Weak Jobs Report Shows the Cost of Trade Wars

COMMENTARY Jobs and Labor

Weak Jobs Report Shows the Cost of Trade Wars

Jun 7th, 2019 3 min read
COMMENTARY BY
Tim Doescher

Associate Director, Coalition Relations

Tim is the Associate Director of Coalition Relations.
Tariffs and tariff threats have created uncertainty about the economic environment. Feodora Chiosea/Getty Images

The Bureau of Labor Statistics released a lackluster jobs report on Friday, falling short of most expert predictions, and continuing to make the case that bad economic policy, like tariffs, will not serve U.S. interests in the long term.  

The report showed a gain of 76,000 jobs, falling well below the 180,000 predicted by experts.
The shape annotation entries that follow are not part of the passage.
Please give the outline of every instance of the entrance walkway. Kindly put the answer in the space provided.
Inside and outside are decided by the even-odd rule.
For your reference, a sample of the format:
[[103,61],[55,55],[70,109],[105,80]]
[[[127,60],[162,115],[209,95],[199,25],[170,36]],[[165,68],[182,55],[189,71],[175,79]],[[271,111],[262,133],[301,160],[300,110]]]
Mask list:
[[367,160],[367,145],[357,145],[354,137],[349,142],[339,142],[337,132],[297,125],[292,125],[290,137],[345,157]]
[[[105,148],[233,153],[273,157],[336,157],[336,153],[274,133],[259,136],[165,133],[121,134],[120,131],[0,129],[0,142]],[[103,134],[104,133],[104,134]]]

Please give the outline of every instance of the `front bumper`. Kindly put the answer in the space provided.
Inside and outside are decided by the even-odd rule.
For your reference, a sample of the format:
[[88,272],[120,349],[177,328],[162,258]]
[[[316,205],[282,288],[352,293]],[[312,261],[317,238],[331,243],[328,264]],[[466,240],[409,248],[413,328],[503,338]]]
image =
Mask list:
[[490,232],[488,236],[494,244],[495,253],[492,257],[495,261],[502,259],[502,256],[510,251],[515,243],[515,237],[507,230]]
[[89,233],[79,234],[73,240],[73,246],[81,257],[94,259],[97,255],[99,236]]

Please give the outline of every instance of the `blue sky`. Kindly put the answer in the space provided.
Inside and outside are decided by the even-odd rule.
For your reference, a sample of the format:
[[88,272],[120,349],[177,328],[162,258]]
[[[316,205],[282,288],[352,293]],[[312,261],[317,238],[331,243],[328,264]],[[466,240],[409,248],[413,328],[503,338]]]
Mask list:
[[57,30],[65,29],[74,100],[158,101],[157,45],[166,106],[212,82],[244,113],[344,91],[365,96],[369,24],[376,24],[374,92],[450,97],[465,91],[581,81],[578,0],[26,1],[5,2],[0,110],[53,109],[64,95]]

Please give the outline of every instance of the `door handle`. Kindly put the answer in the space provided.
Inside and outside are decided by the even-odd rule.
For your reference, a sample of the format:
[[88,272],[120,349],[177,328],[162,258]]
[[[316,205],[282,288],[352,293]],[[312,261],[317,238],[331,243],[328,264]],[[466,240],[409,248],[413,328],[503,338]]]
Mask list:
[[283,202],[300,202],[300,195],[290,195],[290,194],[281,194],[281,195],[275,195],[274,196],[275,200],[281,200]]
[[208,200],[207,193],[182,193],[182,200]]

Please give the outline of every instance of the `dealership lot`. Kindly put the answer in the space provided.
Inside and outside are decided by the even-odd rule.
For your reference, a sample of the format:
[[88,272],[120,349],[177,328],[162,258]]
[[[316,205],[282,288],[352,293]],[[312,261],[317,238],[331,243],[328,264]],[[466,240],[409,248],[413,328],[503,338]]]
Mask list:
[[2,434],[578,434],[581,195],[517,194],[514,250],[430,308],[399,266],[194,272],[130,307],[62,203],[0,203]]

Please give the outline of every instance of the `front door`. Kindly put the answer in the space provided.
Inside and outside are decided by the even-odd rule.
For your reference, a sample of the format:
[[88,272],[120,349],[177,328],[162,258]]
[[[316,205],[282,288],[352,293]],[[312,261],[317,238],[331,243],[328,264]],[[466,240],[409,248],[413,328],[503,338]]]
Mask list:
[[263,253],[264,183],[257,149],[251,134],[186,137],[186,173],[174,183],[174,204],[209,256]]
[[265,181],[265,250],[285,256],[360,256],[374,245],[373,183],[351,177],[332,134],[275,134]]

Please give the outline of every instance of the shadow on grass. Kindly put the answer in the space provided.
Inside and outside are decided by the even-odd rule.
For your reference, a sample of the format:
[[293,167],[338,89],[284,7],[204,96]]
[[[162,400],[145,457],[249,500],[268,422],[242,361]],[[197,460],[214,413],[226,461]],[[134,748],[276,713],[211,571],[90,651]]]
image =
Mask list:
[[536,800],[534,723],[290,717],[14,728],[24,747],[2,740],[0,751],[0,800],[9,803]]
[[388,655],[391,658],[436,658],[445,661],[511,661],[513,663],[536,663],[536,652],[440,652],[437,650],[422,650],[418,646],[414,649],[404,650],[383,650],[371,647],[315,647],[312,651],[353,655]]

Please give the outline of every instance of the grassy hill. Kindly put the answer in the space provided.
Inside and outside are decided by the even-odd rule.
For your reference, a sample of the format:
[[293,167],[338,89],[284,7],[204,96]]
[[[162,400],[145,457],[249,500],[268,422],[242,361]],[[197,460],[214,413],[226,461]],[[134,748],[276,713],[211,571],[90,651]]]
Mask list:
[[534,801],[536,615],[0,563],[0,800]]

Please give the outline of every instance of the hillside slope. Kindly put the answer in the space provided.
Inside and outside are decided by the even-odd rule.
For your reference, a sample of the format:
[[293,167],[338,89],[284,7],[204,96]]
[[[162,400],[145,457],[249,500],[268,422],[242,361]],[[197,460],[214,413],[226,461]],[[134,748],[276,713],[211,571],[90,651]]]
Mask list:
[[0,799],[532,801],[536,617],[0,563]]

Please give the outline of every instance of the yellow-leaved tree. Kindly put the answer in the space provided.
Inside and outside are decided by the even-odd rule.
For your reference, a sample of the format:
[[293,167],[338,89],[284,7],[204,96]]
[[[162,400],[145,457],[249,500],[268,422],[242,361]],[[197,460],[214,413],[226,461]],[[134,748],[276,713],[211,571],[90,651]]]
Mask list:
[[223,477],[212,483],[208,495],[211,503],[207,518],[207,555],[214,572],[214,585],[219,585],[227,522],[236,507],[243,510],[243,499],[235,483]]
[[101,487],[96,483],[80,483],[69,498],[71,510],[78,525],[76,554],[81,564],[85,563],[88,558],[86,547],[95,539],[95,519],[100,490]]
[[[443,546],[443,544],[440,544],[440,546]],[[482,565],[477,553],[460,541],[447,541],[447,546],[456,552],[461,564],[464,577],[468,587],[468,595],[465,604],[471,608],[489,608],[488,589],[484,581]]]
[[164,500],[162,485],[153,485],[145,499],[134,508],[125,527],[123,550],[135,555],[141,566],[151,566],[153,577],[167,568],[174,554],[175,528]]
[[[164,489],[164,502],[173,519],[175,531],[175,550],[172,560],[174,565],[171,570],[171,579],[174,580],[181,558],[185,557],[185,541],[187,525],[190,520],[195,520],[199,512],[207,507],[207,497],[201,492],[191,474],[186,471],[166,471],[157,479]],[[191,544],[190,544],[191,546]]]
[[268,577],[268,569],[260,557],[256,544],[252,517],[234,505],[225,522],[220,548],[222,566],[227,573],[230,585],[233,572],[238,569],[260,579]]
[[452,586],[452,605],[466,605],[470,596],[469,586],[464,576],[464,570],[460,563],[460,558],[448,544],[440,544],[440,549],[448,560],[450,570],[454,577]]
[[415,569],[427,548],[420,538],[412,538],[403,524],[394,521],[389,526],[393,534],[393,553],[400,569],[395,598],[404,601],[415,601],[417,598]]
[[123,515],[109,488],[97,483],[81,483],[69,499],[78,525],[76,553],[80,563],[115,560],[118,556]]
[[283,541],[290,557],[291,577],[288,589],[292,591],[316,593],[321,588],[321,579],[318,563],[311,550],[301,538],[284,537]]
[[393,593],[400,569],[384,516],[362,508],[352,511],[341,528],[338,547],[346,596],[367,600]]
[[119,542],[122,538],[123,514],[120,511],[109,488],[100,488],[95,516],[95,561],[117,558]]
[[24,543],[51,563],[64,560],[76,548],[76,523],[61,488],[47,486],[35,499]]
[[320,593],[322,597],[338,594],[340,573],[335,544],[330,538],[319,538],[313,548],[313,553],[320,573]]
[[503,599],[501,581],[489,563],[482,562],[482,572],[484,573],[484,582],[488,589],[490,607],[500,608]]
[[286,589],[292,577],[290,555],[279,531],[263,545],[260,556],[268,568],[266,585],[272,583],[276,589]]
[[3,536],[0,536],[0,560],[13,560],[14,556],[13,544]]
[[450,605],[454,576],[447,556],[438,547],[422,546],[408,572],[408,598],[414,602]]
In addition, March job gains were revised down from 189,000 to 153,000 and the April numbers lowered from 224,000 to 263,000, for a total shortfall of 75,000 in previously estimated new jobs over the past two months.

Wages for all employees increased by 6 cents to $27.83. Over the course of the year, average hourly earnings have increased by 3.1%. That’s great news even though it falls slightly short of the predicted 3.2%. 

The historically low unemployment rate of 3.6% remains unchanged. In addition, the U-6 unemployment rate, which measures part-time workers who’d prefer a full-time position and people who want a job but aren’t actively looking, fell from 7.6% to 7.3%.

The number of people in the labor force edged up slightly, but not enough to change the labor force participation rate of 62.8%. 

Among the major worker groups, the unemployment rates for adult men (3.3%), adult women (3.2%), teenagers (12.7%), whites (3.3%), and Asians (2.5%) showed little or no change in May. African American unemployment fell half of a percentage point from 6.7% to 6.2%, and the record-low Hispanic unemployment rate stayed the same at 4.2%.

Here is where a majority of the new job gains and losses came from:

  • Professional and business services (+33,000 jobs)
  • Health care (+16,000 jobs)
  • Wholesale trade (+7,000 jobs)
  • Construction (+4,000 jobs)
  • Manufacturing (+3,000 jobs)
  • Retail Trade (-7,600 jobs)

Adding manufacturing jobs has been a big focus of the Trump administration, and while 2019 has been slower than 2018, manufacturing jobs are at the highest level since 2008.   

However, just last month, according to a recent study by the Institute for Supply Management, factory activity fell to the lowest level since 2016. This is bad news if we want to continue manufacturing gains.  

So the obvious question is: Why the poor performance?

Many would say this report suggests that manufacturers are nervous about trade tensions created by tariffs and the threat of additional tariffs. And they have a very compelling point.

Put simply, tariffs are not a good idea. Why? Because a tariff is a tax, and tax hikes do nothing but take money out of the pockets of business owners and hard-working Americans that could otherwise be used to grow the economy.   

The response to this is predictable and sounds something like this: “We have to impose tariffs or else China won’t stop cheating.” Or a more recent rationale: “Mexico won’t help us with immigration unless we slap them with tariffs.”

Whatever the justification, it still doesn’t change the fact that tariffs—especially tariffs that are uncertain in duration—will only weaken this otherwise strong economy. Business owners want stability and predictability, and a trade war is far from predictable.

When President Donald Trump was elected in 2016, he adopted a new posture: America is open for business, and we will do everything we can to make sure business can thrive. That wasn’t just a posture. It was followed by swift action. 

To the president’s credit, he has shrunk the regulatory burden for businesses and individuals by eliminating the harmful Clean Power Plan and leaving the devastating Paris climate accord, as well as passing historic tax reform—just to name a few highlights. 

These actions have produced incredible boons, leading to 3.1% economic growth in 2018—something many economists said was impossible—with low-income Americans benefiting the most from higher wages.

The president’s desired goal with tariffs shouldn’t have to impede the American economy from being the envy of the world, which it currently is. Getting tough with China doesn’t have to come at the expense of the gains we’ve recently seen in jobs numbers, higher wages, and more. We can have both of these without the damage and uncertainty of tariffs.